Any ideas? I use the Brewers Friend priming sugar calculator.
 
All I can think is it has not fully dissolved and is creating many nucleation points but it really should have dissolved I would have thought
 
Are you dissolving DME in water and THEN adding it to the bottle, or adding it dry? Sugar dissolves and ferments easily in beer at fermentation temp; not sure about DME - never used it to prime. Given the amount used it does not seem worth using DME to prime.
 
No, I dissolve it in boiled tap water and add the solution to the transfer vessel before syphoning the beer into it. Brewers Friend did calculate quite a large measure (can't remember exactly). The bottles didn't really gush on opening, only on pouring.

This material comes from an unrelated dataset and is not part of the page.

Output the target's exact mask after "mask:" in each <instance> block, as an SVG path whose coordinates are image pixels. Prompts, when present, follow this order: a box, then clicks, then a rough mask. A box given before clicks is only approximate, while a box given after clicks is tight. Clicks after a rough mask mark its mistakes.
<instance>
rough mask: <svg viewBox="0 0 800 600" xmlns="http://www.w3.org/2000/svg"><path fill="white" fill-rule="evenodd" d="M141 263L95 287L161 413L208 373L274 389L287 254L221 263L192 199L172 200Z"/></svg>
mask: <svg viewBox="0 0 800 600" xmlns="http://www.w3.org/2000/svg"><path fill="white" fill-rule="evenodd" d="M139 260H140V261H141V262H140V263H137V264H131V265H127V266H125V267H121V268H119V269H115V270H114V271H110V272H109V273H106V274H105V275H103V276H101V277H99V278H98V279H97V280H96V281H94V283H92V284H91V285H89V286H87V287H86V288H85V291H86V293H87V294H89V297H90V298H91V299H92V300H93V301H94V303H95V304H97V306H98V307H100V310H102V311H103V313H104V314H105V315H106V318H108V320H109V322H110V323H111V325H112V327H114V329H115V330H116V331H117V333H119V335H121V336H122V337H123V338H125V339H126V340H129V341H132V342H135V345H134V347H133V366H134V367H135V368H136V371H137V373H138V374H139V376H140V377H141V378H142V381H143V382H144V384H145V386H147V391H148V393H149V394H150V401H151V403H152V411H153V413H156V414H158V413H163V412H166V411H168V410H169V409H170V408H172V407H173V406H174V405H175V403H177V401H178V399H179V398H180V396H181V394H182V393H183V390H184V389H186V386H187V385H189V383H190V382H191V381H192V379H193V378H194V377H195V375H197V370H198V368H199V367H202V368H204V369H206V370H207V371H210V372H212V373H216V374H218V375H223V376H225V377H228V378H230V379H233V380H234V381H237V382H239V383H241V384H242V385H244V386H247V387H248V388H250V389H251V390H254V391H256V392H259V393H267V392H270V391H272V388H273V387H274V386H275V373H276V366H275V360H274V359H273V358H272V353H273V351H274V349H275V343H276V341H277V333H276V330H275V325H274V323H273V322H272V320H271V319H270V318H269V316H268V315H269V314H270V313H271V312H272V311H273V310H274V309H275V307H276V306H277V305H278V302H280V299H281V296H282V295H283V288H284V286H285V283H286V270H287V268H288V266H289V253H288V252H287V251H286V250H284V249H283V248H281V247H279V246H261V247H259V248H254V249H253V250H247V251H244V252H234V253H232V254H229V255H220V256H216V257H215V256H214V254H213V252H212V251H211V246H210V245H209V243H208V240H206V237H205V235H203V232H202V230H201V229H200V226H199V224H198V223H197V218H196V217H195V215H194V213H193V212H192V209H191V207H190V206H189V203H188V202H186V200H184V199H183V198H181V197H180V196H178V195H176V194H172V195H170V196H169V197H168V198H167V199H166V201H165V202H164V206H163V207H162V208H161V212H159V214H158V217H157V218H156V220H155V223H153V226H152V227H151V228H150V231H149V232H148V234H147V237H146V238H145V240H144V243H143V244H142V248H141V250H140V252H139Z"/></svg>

BTW good to see a fellow fan of the good Captain on here!
 
Sounds like it's over-carbonated. If you think of champagne (carbonated to ~4.6 volumes) and how it pours - froths like mad when you pour and then settles down so you can top the glass up, this seems similar. And champagne doesn't have head forming properties so it settles quickly whereas beer does not.

Brewers Friend calculates DME at about one third more weight than dextrose. 100g of DME = 75g dextrose. Does that ring a bell or do you think you added more than that?